Conclusions and future works

To overcome the blind spots and problems in the certification and management of food processing plants, the processing-type active tracking system proposed in this study utilizes the core technology of traceability routes and the design of raw material total quantity auditing to construct the dynamic auditing and real-time certification effects. Therefore, it complements the loss of the current traceability and reduces the possibility of internal fraud between a processing plant and a wholesaler. In the food value chain, all participants requested to provide the input source and the output destination internationally will reduce the low cost and prevent the forgery of processing plants. More importantly, the design of the real-time certification ability of this system model is thoroughly changed from the currently passive structure. From the analysis and comparison results, the defense mechanisms of internal fraud’s trackability, traceability, and anti-forgery ability present significant contributions20. It is believed that the secure system, which can be easily practiced, could assist the authority in solving food processing plants’ defects effectively, further perfect consumer rights protection, and recover consumers’ confidence. Furthermore, most current anti-forgery models focus on trademark or label encryption, so the increasing cost for labels results in farmers’ burden against the promotion, revealing the doubt of fraud from manufacturers. This system shows a better tracing method than the current traceability system to avoid the problems in the trademark and label encryption and achieve the traceability examination under the current model without increasing extra costs.

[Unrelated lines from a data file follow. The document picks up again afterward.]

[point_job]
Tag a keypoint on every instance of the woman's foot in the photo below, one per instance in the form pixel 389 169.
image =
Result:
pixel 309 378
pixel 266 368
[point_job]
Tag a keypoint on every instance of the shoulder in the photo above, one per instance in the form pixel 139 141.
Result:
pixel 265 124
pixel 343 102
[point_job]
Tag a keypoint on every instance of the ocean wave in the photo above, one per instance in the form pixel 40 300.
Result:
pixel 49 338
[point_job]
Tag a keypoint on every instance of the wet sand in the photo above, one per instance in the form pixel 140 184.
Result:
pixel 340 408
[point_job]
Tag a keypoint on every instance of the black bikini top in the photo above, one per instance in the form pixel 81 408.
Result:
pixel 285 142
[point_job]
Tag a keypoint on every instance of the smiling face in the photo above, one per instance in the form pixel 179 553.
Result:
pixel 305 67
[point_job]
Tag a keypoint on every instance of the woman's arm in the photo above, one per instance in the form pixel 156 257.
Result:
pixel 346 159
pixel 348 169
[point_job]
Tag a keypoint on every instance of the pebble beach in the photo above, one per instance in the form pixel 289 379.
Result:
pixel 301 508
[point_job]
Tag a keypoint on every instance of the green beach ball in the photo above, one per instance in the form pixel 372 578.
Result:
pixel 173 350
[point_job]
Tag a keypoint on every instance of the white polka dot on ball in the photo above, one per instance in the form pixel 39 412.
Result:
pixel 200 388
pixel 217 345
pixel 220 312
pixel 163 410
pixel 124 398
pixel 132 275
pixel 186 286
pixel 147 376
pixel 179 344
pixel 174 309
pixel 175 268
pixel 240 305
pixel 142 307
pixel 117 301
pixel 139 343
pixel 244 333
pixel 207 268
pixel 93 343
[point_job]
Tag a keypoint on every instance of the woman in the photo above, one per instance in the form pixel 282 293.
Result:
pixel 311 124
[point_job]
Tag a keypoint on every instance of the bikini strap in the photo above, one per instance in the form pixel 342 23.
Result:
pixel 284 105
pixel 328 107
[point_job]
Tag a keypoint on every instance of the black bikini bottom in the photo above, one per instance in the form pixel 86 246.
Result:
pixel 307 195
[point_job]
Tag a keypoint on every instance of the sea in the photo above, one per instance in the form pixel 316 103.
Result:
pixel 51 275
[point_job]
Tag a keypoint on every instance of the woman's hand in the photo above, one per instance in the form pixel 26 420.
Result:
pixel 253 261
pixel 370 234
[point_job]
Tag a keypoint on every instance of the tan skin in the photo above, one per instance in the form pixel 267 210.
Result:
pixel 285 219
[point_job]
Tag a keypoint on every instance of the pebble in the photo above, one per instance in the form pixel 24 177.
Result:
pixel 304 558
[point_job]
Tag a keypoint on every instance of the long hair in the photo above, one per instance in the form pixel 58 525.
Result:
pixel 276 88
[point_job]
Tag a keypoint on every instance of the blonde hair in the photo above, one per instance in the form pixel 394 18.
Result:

Meanwhile, this system could keep the instant information and present complete data for all relevant users. The significant effect is that the businesses are willing to provide certification to enhance brand visibility and consumer trust actively. When purchasing products, there are relevant channels for consumers to enquire to ensure consumers’ rights and recover consumers confidence. It is considered a secure system and easily practiced.

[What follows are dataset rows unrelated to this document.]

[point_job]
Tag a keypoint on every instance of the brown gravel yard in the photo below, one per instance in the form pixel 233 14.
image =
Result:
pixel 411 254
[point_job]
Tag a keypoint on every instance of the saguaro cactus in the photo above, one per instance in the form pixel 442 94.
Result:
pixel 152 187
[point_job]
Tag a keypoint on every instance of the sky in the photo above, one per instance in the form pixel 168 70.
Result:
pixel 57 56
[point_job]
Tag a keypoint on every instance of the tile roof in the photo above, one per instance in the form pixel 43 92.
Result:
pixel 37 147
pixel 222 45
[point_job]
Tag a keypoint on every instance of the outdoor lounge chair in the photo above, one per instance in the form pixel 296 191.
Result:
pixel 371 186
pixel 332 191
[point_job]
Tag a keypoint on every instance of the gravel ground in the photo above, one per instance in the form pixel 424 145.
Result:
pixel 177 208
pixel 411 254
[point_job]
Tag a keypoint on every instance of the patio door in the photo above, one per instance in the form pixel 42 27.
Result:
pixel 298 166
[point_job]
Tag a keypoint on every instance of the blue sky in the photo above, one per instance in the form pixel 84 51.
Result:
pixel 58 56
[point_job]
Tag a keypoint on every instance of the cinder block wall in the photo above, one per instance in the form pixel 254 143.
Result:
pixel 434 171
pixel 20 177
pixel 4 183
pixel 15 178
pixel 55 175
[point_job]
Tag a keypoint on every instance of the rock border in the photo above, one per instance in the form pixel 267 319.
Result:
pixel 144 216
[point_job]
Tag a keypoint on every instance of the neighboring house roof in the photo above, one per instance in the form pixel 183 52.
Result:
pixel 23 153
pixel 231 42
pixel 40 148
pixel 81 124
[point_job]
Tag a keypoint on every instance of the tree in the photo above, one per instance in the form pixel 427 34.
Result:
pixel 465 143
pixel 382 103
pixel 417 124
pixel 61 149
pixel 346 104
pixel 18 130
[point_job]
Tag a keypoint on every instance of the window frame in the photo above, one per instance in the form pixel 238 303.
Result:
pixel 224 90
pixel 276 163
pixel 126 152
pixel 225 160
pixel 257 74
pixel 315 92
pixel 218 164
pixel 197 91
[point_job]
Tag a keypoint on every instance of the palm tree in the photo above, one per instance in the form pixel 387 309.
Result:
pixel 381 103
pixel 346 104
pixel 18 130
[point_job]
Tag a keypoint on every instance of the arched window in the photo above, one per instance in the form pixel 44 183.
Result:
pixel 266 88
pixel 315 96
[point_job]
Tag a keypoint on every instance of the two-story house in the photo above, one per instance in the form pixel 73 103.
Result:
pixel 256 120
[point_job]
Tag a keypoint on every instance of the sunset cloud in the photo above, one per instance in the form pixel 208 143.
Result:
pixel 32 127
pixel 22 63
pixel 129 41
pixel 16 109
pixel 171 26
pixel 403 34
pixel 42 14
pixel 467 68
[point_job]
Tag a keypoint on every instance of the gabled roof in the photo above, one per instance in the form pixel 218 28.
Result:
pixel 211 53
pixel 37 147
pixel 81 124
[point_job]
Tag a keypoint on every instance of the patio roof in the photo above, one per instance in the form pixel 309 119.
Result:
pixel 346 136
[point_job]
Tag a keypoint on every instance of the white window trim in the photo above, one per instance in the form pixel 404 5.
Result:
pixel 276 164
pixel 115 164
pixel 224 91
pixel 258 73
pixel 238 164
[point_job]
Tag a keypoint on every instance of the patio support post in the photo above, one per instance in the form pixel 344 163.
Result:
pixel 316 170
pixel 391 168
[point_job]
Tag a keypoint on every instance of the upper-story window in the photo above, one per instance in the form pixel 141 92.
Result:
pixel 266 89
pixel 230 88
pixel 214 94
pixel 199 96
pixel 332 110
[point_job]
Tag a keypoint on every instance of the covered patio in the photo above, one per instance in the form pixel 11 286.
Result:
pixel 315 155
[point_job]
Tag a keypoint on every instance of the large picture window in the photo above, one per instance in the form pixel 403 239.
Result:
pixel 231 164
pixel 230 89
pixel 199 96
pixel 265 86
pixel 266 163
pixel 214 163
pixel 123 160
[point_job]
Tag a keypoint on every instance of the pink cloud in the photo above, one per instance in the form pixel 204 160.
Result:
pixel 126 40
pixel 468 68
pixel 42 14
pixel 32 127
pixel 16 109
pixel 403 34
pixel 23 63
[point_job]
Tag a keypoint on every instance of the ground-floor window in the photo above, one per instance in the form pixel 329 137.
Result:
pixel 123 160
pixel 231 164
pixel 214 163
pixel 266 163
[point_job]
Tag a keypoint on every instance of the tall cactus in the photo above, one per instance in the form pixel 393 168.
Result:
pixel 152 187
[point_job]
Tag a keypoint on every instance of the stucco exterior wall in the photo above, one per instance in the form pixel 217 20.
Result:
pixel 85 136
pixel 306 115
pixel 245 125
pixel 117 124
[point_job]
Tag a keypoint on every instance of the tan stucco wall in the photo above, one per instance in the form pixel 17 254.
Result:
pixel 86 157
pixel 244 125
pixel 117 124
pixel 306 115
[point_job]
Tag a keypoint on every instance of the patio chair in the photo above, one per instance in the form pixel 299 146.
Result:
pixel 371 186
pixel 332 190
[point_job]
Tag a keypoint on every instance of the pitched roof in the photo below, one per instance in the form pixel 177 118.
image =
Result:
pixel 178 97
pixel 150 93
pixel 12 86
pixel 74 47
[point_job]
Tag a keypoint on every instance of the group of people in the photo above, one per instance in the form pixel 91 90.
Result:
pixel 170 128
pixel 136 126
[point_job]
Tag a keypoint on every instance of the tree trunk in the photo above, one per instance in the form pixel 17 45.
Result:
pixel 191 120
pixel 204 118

With the rapid development of 5G and IoT (Internet of Things), wireless and mobile communication networks are now necessary. All entities in the production chain are sensors, and it is feasible to issue and store electronic certificates. The proposed system is theoretical. There are two works in the future as follows:

  1. 1.

    Applying the proposed system to test based on the actual production process of any selected food product.

  2. 2.

    The synronized problem of the data in the cloud system. How to action once indicated in the event of failure, loss, reduction in the efficiency of the technological process or its increase?